Jasper eyes me strangely, like his memory is once again jogged by the sass I keep trying and failing to stifle around him. My whole body tenses until the look fades. He lazily spins the base of the taper candle around the tome table, not caring about the flame nor the melting wax. “We’re not only poets, von Hevringprinz. We’re cupids.”
Grimacing, I spring up from the floor. “Well, I didn’t sign up to be a—”
“Yo,” a new patron calls, pulling back the curtain.
Jasper tugs me back down by my blazer. Our shoulders bump, and I grunt. “Come tell us about your situation, Cody.”
As the patron sits, his features jog my memory. The bedhead, the foot for a face—the one from PE who thought me not wanting to take the class was hilarious. He rests an arm along a propped knee and waves my way. “Nice to meet you.”
He can’t even remember who he insults.
My annoyance spikes, but Jasper taps my notebook. I keep writing.
Patron Name: Foot
Jasper, who’s peeking at my note taking, snorts. He covers it up with a cough.
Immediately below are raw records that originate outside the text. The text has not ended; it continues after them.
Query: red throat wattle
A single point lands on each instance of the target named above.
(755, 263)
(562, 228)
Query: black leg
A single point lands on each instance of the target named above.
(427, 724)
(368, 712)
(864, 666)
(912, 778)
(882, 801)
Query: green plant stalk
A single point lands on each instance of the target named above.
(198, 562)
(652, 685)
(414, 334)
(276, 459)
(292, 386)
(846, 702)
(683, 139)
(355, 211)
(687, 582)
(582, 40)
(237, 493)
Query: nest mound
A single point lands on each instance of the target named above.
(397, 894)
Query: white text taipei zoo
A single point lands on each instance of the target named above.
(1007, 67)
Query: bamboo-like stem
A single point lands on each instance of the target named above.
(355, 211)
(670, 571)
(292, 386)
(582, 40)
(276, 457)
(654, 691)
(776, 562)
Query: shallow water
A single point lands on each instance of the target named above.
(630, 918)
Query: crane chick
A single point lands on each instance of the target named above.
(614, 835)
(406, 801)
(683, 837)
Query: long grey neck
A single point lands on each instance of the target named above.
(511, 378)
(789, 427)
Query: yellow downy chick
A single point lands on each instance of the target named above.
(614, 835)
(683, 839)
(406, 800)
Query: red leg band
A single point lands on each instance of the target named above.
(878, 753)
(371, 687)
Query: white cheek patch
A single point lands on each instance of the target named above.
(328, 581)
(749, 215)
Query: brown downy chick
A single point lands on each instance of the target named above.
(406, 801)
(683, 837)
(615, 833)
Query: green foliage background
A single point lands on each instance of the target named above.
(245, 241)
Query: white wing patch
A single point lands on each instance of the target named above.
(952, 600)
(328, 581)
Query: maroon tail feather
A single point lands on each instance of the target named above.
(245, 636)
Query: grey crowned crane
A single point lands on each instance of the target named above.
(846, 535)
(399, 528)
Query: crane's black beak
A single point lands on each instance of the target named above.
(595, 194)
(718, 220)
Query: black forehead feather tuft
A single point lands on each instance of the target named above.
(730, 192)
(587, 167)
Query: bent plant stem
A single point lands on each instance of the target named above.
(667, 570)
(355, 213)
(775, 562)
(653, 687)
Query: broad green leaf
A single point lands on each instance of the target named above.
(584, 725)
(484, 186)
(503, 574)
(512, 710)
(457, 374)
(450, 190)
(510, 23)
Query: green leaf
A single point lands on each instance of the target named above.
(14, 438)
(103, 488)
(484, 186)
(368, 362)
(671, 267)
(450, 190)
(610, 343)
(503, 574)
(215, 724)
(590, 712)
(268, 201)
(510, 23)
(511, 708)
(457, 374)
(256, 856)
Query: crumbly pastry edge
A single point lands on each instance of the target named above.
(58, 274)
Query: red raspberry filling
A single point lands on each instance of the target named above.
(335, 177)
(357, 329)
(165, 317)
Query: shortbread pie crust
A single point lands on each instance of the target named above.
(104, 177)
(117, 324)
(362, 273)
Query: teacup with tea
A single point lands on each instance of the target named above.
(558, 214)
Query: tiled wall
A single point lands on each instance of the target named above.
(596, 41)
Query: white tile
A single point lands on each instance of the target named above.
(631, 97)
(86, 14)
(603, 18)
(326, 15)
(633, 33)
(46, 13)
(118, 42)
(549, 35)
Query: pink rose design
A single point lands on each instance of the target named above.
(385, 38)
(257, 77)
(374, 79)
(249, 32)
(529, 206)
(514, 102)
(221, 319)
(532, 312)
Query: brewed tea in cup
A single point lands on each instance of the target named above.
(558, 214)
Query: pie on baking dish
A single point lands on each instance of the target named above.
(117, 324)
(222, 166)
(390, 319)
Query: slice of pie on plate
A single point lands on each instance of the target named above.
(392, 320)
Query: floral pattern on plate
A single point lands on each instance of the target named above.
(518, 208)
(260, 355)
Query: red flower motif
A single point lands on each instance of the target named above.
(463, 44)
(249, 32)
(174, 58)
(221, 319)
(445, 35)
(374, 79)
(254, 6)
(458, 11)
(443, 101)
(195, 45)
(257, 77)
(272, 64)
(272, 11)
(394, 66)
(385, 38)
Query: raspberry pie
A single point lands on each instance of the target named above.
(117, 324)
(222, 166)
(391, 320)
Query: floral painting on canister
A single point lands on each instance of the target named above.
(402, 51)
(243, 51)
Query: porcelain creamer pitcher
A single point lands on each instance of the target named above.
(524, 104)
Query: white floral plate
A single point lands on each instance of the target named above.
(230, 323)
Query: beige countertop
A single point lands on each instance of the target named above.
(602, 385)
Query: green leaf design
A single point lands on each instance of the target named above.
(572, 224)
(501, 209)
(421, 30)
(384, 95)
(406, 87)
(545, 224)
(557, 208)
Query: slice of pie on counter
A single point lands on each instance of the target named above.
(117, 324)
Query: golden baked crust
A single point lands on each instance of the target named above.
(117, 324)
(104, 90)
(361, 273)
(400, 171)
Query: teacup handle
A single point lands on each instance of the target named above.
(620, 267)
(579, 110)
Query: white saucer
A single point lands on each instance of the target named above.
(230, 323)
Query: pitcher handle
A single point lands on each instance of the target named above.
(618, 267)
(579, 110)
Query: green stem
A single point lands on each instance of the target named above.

Foot Cody pulls a sports drink out from his bag and takes a swig. Red droplets spill on the tome table. “I need to send a letter to the third-year class president over there.”
Jasper stares at the Red Dye 40 seeping into the bound book page edges, then the NO LIQUIDS sign on the wall. “Name?”
“Rachel. I think.”
“You think?”
“Rachel Wood, maybe.”
Jasper takes the note. “How did you meet? Through your student council duties?”
“Haven’t met her.”
“Then why send a romantic letter?”
“She’s going to be my date for the mixer after she gets this letter.”
Date Met: Unknown.
Reason for Letter: The mixer, like literally everyone else.
Jasper shuts the clasp of his journal, the ocean-blue gemstone reflecting the candle flame. “Thank you. Please send in the next patron on your way out.”
Cody gulps down the rest of his sports drink instead of moving. Another red droplet slithers down his chin and onto his dress shirt, which is as wrinkly as a brain. “Not to doubt your poet-ing skills, but can you write with that little info?”
“I’m not writing your letter.”
My head flicks up at Jasper’s sudden change in tone. The sweetness usually coating it has vanished, leaving behind something colder.